Beginning in the first quarter of 2017, the Company elected to recognize interest income on a cash basis. During the years ended December 31, 2018, 2017 and 2016, the Company recognized interest income of zero, $23 million, and $31 million, respectively, and received cash payments of $25 million and $30 million, respectively, from Tandem. The carrying value of the Mezzanine Loan was $105 million at December 31, 2017.

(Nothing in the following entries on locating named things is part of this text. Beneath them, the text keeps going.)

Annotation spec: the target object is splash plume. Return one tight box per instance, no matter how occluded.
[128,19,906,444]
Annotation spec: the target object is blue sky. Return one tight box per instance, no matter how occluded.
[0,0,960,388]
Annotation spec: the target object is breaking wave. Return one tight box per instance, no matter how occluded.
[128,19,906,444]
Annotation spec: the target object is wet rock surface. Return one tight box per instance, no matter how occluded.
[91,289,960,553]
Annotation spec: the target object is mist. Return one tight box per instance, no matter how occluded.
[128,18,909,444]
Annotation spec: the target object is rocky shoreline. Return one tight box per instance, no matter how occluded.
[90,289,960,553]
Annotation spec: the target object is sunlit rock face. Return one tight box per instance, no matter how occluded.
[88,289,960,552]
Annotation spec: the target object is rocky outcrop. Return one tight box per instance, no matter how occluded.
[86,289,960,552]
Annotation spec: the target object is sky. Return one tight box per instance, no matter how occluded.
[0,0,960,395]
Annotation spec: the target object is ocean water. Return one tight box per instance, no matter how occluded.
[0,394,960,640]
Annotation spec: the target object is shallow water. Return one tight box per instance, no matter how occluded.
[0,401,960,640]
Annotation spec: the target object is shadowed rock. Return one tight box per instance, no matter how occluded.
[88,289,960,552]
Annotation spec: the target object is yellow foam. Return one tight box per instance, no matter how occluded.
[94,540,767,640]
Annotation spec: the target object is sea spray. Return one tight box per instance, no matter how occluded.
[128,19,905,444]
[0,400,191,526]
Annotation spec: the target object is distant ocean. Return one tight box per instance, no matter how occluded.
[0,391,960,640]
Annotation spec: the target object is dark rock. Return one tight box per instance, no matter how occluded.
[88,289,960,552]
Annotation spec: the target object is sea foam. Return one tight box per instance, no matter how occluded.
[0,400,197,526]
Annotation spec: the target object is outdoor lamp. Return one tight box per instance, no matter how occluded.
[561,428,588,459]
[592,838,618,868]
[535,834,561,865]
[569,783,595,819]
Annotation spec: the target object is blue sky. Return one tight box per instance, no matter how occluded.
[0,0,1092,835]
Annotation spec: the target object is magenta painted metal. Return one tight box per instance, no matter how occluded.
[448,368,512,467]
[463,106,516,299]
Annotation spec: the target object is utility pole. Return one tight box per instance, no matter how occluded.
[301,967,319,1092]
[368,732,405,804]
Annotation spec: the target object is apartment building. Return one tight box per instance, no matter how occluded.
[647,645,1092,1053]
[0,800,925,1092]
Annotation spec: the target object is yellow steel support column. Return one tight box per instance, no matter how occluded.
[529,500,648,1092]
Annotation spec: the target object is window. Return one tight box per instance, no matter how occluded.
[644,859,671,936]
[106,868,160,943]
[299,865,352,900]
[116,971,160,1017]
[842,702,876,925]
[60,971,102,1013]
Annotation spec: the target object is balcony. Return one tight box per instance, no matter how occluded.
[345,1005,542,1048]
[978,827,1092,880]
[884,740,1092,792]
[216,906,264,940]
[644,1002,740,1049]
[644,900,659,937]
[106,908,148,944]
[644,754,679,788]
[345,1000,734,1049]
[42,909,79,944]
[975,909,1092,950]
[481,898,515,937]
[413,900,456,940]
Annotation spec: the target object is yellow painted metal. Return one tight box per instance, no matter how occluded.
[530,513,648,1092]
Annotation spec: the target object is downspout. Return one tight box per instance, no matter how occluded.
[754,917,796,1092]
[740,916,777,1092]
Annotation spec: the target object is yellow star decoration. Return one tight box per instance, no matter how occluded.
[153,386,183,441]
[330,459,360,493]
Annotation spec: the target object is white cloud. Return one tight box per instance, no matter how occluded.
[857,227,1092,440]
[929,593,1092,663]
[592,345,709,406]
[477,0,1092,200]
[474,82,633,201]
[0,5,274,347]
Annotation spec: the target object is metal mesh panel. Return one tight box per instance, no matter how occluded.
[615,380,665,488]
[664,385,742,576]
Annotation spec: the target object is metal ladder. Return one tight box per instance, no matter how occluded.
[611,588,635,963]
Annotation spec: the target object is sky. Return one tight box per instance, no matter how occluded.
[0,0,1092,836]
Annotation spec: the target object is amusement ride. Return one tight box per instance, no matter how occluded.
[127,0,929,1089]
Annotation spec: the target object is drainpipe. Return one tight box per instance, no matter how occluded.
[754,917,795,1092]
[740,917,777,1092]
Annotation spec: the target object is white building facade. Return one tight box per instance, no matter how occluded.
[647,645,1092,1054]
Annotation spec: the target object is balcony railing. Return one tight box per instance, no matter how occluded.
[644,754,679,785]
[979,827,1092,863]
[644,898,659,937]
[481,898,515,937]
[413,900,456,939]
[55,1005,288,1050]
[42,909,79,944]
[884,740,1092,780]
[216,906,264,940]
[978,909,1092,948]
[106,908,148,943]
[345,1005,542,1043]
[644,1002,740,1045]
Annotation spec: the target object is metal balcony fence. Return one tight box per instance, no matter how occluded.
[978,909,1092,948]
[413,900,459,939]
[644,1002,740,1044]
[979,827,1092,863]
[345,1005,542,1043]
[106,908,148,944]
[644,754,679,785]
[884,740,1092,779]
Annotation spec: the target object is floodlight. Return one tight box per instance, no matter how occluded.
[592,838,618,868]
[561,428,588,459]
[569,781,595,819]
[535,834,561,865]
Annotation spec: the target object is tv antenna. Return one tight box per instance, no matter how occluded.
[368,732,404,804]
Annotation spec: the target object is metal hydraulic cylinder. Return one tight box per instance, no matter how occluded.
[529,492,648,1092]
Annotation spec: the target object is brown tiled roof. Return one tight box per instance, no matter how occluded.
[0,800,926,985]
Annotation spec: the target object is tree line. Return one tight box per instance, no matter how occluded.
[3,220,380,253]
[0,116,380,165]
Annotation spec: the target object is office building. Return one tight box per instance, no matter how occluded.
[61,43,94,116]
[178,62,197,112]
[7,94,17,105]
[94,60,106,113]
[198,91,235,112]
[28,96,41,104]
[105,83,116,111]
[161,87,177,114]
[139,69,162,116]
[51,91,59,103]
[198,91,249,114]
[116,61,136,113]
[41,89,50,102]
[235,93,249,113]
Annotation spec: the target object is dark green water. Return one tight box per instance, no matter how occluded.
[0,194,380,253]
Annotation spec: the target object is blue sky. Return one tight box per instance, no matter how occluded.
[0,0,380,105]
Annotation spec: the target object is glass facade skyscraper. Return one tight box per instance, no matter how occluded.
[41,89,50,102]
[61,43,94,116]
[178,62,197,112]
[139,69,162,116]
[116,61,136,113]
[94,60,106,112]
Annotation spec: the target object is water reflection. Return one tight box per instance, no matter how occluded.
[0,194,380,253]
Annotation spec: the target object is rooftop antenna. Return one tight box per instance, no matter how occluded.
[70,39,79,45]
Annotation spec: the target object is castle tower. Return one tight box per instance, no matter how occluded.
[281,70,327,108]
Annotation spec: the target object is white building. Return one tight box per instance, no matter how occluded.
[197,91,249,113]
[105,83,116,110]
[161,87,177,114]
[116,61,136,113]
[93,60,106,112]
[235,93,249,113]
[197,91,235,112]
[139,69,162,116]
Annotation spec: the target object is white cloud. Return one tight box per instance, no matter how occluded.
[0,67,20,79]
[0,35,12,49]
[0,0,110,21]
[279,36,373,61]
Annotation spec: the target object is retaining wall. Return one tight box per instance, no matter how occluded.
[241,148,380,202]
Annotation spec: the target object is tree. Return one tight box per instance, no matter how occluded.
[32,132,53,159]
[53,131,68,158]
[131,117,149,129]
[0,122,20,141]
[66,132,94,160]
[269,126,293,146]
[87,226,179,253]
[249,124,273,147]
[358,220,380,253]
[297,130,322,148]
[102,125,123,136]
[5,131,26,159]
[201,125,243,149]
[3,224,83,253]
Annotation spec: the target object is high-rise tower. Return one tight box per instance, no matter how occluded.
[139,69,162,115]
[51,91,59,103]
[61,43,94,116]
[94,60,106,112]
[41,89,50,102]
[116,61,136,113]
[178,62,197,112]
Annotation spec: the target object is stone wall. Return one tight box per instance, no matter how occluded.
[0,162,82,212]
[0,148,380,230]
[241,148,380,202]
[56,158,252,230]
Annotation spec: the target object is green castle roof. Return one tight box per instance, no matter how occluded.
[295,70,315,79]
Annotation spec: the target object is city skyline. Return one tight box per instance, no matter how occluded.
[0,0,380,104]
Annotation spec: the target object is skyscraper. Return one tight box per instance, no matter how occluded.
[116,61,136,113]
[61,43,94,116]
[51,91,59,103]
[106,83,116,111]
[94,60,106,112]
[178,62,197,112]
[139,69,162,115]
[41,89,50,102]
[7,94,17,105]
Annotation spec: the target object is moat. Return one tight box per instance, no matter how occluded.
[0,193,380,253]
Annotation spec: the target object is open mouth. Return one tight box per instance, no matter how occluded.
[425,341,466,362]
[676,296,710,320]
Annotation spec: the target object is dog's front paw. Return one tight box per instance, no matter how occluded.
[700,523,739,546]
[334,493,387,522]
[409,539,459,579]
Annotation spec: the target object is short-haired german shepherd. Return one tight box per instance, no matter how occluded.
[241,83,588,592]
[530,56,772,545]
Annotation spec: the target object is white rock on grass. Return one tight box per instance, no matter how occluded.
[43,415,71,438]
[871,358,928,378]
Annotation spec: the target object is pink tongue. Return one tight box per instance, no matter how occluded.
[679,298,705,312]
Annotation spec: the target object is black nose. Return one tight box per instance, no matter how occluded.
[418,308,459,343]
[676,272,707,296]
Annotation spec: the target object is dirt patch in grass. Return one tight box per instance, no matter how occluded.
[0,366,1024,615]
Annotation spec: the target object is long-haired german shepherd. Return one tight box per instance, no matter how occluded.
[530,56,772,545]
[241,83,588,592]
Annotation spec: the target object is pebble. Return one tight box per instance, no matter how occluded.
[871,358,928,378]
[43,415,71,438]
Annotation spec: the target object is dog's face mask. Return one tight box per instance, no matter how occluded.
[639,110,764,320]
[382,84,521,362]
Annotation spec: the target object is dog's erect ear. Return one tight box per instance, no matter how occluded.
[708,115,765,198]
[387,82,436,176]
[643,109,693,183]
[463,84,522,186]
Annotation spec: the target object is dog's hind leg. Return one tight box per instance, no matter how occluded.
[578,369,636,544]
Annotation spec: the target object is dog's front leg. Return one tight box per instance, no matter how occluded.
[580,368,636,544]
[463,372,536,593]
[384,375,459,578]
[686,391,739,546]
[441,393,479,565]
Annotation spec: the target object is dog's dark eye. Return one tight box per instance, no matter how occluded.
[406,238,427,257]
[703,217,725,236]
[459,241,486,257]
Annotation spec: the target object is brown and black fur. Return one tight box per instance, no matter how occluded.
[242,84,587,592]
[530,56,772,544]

In March 2018, the Company sold the Mezzanine Loan to a third party for approximately $112 million, resulting in an impairment recovery, net of transaction costs and fees, of $3 million included in other income (expense), net. The Company holds no further economic interest in the operations of Tandem.
U.K. Bridge Loan
In 2016, the Company provided a £105 million ($131 million at closing) bridge loan (the “U.K. Bridge Loan”) to Maria Mallaband Care Group Ltd. ("MMCG") to fund the acquisition of a portfolio of seven care homes in the U.K. Under the U.K. Bridge Loan, the Company retained a three-year call option to acquire those seven care homes at a future date for £105 million, subject to certain conditions precedent being met. In March 2018, upon resolution of all conditions precedent, the Company began the process of exercising its call option to acquire the seven care homes and concluded that it should consolidate the real estate. As a result, the Company derecognized the outstanding loan receivable of £105 million and recognized a £29 million ($41 million) loss on consolidation. Refer to Note 19 for further discussion regarding impact of consolidating the seven care homes during the first quarter of 2018.
In June 2018, the Company completed the process of exercising the above-mentioned call option. The seven care homes acquired through the call option were included in the U.K. JV transaction (see Note 5).